A constant Tcl value created during parsing.

TclVar

A class representing Tcl variables.

TclWord

A TclWord handles the concatenation of arguments. For instance, given

  puts ab$c
the parser will generate a TclWord containing an TclConst==ab and a TclVar==c. When compiled, a TclWord compiles each of its elements and concatenates the results.

PMCS ^

The Tcl PMCs (Parrot Magic Cookies) are the user visible data types. These live in the *.pmc files in classes/. They are compiled into a dynamically loadable library which is loaded with the .HLL directive (HLL stands for High Level Language). Most of the functionality associated with these PMCS is derived from the base parrot classes, except as noted below.

TclString

Scalar string, with an override for the boolean truth values.

TclInt

Scalar integer, with an override for various math. (For example, parrot Integers automatically promote to float division, while Tcl does not.)

TclFloat

Scalar float, with an override of the stringification: Tcl floats are somewhat unusual compared to other parrot HLLs in that integer-valued floats stringify with a trailing .0.

TclList

Ordered container, corresponding to values generated by the [list] builtin. Overrides the default stringification provided by parrot Arrays.

TclArray

Hash like container, corresponding to values created with the [array] builtin.

TclObject

A virtual type, which is used to provide some shimmer (aka morph) methods common to all the scalar value types.

TESTS ^

To run the test suite, make test. If you want to also get output from the TODO tests, make devtest instead. This is NOT the tcl test suite. No failures are expected.

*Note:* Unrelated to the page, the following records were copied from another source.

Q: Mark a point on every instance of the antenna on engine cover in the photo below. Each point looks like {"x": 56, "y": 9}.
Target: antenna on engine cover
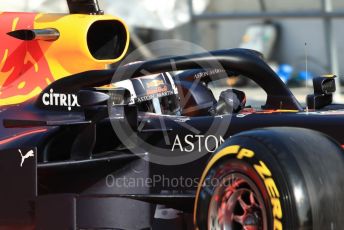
{"x": 306, "y": 63}
{"x": 84, "y": 7}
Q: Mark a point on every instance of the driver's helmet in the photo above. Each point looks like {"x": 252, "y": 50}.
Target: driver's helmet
{"x": 155, "y": 93}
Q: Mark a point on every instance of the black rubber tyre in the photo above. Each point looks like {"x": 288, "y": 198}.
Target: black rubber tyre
{"x": 273, "y": 178}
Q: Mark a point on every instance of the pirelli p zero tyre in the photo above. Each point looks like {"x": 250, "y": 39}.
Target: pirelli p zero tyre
{"x": 273, "y": 178}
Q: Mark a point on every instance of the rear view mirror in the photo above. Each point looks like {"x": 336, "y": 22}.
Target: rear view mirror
{"x": 323, "y": 86}
{"x": 89, "y": 98}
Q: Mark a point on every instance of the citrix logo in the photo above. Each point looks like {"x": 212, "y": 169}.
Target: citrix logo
{"x": 59, "y": 99}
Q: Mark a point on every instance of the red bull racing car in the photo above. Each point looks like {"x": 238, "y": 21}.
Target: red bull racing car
{"x": 147, "y": 145}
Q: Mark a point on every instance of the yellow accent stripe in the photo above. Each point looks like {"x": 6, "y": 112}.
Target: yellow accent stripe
{"x": 233, "y": 149}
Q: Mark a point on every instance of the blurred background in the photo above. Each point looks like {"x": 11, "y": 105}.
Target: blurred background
{"x": 284, "y": 31}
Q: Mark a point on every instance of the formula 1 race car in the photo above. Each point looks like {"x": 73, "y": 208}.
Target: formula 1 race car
{"x": 147, "y": 145}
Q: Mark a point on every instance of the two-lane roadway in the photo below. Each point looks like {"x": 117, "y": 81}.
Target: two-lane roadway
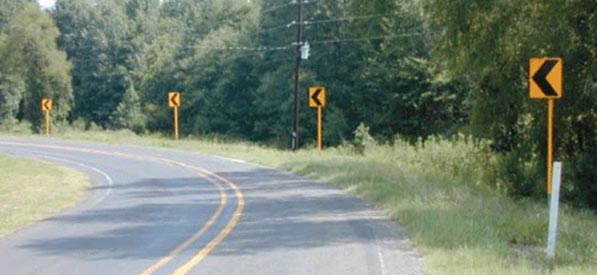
{"x": 158, "y": 211}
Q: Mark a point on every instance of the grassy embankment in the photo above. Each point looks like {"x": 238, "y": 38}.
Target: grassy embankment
{"x": 444, "y": 195}
{"x": 32, "y": 190}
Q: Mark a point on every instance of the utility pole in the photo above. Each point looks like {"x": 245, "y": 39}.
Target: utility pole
{"x": 299, "y": 43}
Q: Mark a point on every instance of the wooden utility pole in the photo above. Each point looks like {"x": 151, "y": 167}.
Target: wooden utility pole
{"x": 297, "y": 106}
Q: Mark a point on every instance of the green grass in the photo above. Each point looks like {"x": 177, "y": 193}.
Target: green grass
{"x": 32, "y": 190}
{"x": 444, "y": 194}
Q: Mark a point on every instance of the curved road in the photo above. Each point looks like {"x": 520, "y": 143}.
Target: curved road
{"x": 158, "y": 211}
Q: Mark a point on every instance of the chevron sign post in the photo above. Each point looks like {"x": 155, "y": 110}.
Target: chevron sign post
{"x": 546, "y": 81}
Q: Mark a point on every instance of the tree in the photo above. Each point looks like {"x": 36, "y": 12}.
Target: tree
{"x": 32, "y": 67}
{"x": 490, "y": 43}
{"x": 128, "y": 113}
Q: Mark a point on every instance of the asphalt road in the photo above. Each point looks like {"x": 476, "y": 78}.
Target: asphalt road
{"x": 158, "y": 211}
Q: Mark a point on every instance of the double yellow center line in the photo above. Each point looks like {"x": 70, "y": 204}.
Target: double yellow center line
{"x": 212, "y": 177}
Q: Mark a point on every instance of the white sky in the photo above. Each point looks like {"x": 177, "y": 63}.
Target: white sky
{"x": 46, "y": 3}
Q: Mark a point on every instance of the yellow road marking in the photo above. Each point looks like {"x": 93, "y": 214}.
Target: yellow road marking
{"x": 185, "y": 268}
{"x": 206, "y": 250}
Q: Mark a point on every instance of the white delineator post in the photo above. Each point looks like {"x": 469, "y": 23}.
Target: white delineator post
{"x": 553, "y": 210}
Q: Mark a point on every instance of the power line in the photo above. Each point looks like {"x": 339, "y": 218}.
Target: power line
{"x": 244, "y": 48}
{"x": 369, "y": 38}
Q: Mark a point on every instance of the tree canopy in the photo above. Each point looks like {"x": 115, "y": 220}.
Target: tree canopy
{"x": 409, "y": 69}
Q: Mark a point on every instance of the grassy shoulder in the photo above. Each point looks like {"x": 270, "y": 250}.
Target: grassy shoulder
{"x": 32, "y": 190}
{"x": 442, "y": 192}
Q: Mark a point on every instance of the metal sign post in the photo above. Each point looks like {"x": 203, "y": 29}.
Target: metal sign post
{"x": 317, "y": 99}
{"x": 546, "y": 81}
{"x": 174, "y": 101}
{"x": 46, "y": 107}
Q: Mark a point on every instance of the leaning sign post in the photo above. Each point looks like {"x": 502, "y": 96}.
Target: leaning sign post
{"x": 317, "y": 99}
{"x": 546, "y": 81}
{"x": 46, "y": 107}
{"x": 174, "y": 101}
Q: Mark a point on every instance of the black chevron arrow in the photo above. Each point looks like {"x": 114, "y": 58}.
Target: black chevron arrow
{"x": 315, "y": 97}
{"x": 540, "y": 77}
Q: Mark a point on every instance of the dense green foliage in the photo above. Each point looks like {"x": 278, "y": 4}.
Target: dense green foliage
{"x": 413, "y": 69}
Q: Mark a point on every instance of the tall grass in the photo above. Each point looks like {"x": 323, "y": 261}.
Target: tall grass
{"x": 32, "y": 190}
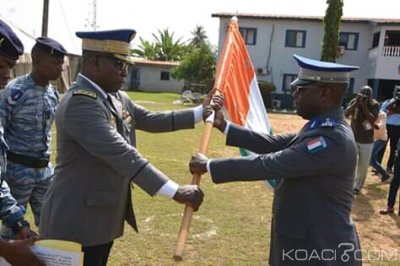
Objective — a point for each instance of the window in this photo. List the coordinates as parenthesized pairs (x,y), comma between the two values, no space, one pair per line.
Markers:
(350,88)
(164,75)
(295,38)
(375,39)
(349,40)
(249,35)
(287,79)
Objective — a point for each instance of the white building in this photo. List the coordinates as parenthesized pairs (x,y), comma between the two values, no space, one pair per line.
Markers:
(155,76)
(372,44)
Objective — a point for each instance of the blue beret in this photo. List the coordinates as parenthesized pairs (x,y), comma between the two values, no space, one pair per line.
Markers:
(320,71)
(115,42)
(50,46)
(10,45)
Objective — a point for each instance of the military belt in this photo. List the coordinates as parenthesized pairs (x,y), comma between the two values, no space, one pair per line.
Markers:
(27,160)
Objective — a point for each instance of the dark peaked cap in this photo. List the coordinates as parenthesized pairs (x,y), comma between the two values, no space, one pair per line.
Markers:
(10,45)
(320,71)
(115,42)
(50,46)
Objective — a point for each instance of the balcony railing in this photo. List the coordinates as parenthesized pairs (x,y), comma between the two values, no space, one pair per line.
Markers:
(391,51)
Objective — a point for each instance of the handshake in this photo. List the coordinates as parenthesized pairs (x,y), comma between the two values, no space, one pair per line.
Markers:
(192,194)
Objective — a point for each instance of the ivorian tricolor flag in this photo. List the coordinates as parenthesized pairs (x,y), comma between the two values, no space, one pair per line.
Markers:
(237,81)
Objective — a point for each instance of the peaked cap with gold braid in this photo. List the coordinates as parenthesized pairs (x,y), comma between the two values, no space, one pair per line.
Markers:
(115,42)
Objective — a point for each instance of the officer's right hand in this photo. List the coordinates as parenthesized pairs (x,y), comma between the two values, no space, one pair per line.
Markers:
(358,100)
(189,194)
(219,119)
(19,253)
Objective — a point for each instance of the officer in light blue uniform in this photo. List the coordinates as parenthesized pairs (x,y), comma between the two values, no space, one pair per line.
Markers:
(27,108)
(312,203)
(11,213)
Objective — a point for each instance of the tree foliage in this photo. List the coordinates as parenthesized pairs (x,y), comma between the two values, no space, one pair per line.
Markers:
(198,66)
(331,22)
(197,58)
(199,36)
(164,47)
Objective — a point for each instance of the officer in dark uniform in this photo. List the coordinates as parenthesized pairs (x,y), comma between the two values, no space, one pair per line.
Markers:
(27,108)
(11,214)
(312,204)
(90,196)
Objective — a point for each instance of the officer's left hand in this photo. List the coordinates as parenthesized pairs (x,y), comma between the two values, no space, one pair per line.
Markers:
(25,233)
(189,194)
(198,164)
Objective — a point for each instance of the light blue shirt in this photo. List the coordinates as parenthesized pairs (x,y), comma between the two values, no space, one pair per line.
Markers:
(27,112)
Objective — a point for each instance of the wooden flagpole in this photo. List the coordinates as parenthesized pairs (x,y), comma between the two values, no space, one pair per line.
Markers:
(188,213)
(220,79)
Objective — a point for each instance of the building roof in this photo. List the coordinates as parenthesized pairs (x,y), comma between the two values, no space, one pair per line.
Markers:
(386,21)
(140,61)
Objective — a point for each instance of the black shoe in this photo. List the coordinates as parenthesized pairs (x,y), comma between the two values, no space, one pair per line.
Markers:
(355,193)
(387,178)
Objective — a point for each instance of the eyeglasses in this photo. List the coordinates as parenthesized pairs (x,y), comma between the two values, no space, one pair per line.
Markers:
(120,65)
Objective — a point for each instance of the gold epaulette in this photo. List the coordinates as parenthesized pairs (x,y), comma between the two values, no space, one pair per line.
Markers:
(85,93)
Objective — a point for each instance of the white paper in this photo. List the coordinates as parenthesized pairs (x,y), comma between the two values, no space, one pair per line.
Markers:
(56,257)
(53,257)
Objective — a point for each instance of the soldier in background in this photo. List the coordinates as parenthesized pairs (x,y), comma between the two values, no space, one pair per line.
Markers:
(312,204)
(27,109)
(363,111)
(11,213)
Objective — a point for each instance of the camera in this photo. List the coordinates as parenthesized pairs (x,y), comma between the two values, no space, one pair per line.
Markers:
(397,99)
(364,97)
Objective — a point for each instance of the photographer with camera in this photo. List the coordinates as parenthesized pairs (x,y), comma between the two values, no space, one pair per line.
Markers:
(363,111)
(392,109)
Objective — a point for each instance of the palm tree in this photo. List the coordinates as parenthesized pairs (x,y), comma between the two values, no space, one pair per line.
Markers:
(332,18)
(164,47)
(199,36)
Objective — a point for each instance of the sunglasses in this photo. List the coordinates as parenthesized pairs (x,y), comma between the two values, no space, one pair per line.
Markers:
(120,65)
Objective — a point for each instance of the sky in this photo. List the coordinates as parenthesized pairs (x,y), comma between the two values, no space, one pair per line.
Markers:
(178,16)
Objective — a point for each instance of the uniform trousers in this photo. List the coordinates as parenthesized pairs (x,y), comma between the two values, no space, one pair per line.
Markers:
(96,255)
(364,151)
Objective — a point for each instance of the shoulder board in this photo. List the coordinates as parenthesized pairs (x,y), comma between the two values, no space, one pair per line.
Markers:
(326,122)
(15,95)
(85,93)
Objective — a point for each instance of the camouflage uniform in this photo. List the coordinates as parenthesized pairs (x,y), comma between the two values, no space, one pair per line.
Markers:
(27,113)
(10,211)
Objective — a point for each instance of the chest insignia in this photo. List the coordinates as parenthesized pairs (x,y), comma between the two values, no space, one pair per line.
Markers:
(14,96)
(316,144)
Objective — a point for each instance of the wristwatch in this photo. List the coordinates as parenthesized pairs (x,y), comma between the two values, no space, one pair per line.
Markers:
(18,225)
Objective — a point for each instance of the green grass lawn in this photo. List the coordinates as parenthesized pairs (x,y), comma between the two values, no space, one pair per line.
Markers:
(232,226)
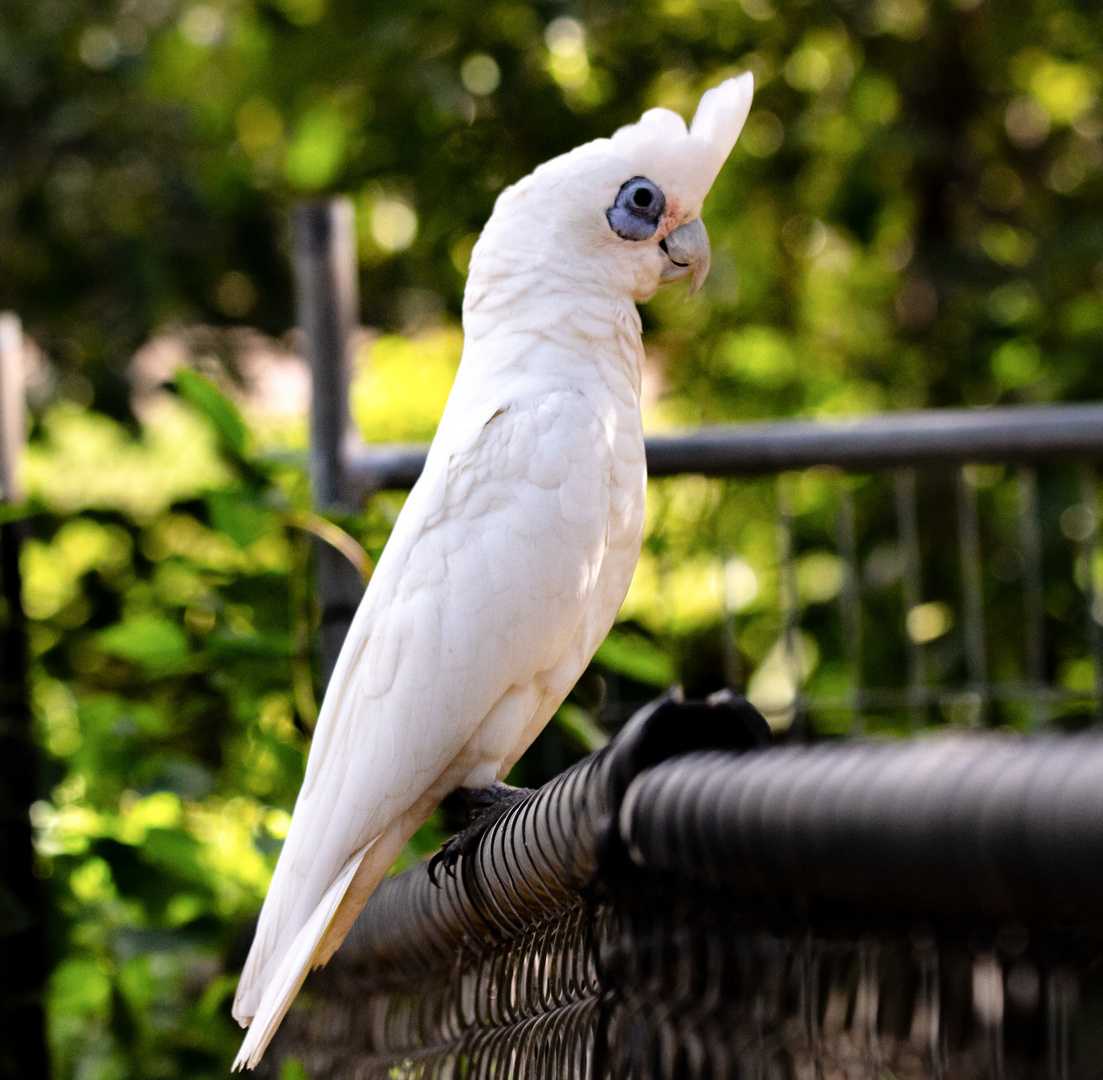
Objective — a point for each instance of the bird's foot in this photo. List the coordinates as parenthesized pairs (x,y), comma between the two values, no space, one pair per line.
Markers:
(485,806)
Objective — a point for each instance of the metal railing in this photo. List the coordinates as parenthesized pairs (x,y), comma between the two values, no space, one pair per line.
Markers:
(345,473)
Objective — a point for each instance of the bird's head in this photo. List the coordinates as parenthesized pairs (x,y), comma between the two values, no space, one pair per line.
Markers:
(624,212)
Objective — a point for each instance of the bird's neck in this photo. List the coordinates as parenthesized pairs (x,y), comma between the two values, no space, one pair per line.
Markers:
(553,330)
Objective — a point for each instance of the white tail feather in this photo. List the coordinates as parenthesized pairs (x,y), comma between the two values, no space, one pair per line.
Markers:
(293,969)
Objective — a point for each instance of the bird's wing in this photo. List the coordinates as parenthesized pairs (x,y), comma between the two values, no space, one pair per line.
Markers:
(480,590)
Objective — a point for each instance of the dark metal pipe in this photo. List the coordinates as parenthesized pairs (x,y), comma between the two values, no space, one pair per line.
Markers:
(324,248)
(966,826)
(1019,434)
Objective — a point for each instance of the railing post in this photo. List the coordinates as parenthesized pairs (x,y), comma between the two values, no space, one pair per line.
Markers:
(324,245)
(22,937)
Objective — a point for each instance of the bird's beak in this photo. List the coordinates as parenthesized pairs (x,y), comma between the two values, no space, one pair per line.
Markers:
(687,254)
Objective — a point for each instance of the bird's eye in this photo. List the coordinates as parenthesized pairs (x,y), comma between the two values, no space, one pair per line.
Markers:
(640,204)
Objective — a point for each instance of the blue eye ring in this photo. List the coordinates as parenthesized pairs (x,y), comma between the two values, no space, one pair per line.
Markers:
(635,213)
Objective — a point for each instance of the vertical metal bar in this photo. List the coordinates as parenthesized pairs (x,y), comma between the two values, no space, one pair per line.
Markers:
(1032,597)
(908,527)
(1089,551)
(729,630)
(22,936)
(968,542)
(12,424)
(325,278)
(790,601)
(850,602)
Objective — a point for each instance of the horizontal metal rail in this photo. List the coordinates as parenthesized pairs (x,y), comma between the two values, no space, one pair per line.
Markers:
(956,826)
(1013,434)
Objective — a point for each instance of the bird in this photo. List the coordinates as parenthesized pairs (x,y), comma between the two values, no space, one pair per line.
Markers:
(511,557)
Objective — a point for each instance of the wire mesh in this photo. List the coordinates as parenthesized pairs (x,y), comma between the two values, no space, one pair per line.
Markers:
(686,905)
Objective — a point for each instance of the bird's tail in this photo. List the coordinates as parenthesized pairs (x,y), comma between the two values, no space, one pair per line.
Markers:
(293,969)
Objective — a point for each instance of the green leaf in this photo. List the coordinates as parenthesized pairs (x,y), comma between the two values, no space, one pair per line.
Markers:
(579,727)
(635,656)
(239,517)
(218,409)
(148,640)
(79,986)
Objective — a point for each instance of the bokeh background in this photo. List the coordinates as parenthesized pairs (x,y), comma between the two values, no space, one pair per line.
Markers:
(912,217)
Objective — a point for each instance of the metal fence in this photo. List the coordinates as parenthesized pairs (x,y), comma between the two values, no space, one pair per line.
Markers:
(922,909)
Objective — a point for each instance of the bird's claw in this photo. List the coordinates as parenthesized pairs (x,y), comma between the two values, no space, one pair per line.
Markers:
(485,805)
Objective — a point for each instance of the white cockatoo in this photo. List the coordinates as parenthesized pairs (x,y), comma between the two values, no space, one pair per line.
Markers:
(513,553)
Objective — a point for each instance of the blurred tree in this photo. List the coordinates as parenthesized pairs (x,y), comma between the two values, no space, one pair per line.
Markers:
(916,202)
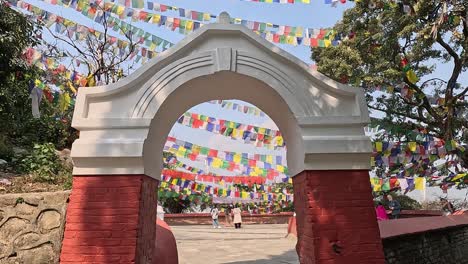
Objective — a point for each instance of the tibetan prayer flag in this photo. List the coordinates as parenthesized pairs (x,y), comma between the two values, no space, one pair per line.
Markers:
(411,75)
(138,3)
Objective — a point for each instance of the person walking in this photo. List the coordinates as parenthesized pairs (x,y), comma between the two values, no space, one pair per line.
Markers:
(214,216)
(228,215)
(237,216)
(394,207)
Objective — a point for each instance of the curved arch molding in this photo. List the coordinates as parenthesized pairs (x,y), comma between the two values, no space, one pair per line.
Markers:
(123,126)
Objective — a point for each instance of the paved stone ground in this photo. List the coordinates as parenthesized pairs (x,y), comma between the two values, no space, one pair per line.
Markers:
(252,244)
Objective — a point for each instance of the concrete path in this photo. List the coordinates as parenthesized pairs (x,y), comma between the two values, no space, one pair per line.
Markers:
(253,244)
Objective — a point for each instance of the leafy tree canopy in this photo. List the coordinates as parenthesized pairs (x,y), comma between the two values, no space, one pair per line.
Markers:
(394,47)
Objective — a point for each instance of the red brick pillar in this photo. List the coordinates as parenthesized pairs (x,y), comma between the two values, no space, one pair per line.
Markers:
(336,221)
(111,219)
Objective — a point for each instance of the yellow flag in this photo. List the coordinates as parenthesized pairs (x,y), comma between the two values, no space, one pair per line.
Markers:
(377,184)
(217,163)
(279,141)
(156,19)
(120,10)
(411,75)
(459,176)
(235,132)
(70,85)
(419,183)
(237,158)
(64,101)
(189,25)
(91,81)
(280,168)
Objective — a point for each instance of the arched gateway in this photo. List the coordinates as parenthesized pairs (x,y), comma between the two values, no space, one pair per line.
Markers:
(118,158)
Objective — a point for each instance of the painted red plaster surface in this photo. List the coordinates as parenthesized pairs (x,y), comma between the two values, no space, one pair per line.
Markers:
(336,221)
(110,219)
(166,246)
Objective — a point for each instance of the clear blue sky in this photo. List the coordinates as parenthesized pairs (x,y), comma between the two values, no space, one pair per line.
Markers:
(314,15)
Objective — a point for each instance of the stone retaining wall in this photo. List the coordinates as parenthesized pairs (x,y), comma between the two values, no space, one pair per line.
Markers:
(429,240)
(31,227)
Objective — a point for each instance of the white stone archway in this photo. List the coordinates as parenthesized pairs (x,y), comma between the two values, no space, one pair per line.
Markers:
(123,126)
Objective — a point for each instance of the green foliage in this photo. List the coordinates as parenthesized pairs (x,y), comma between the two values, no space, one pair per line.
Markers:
(6,148)
(45,165)
(380,36)
(406,202)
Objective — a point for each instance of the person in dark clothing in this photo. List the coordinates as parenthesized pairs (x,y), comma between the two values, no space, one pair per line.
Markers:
(228,215)
(394,207)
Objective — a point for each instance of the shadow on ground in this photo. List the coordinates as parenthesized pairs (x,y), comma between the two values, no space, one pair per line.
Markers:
(289,257)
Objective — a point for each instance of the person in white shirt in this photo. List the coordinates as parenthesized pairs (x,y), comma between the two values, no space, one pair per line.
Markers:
(214,216)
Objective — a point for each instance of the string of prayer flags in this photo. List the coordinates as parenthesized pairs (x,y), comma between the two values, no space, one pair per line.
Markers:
(246,109)
(406,184)
(72,29)
(186,186)
(246,167)
(258,136)
(176,163)
(245,180)
(231,161)
(86,8)
(394,153)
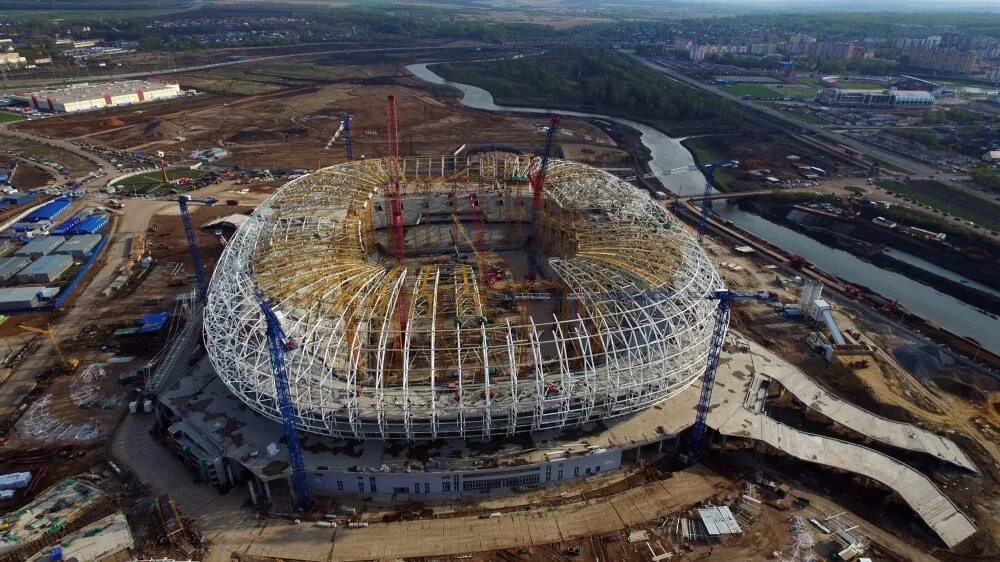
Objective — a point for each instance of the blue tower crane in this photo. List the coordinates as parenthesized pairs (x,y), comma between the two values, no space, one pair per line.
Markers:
(726,298)
(277,344)
(348,140)
(199,272)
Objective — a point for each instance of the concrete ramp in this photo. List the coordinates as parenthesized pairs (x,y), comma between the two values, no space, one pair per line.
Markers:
(917,490)
(898,434)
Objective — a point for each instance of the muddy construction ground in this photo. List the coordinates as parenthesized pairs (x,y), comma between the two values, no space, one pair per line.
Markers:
(292,121)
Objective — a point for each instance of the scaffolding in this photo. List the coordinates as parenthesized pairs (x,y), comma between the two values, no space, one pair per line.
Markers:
(594,311)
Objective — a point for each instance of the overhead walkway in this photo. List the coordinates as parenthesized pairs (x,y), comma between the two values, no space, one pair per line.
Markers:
(917,490)
(898,434)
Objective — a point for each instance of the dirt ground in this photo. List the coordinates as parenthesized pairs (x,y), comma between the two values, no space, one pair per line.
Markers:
(290,129)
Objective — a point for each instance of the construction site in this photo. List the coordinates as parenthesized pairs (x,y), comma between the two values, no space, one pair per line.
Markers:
(476,342)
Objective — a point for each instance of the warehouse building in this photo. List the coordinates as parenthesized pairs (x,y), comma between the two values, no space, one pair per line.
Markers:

To run the tcl test suite, type "make tcl-test". This will checkout the latest cvs copy of the tests from the tcl repository and run them. Warning:

1 Slow

There are a lot of tests, and we setup and breakdown an instance of parrot for *each* test we try to run.

2 Incomplete

We convert the tests to use Perl's TAP instead of running them natively. The conversion process is flawed, and we don't claim to implement 100% of Tcl yet anyway. Expect a low pass rate.

EXAMPLES ^

There are examples in the examples directory that are vaguely more interesting. Change to that directory and type make for directions.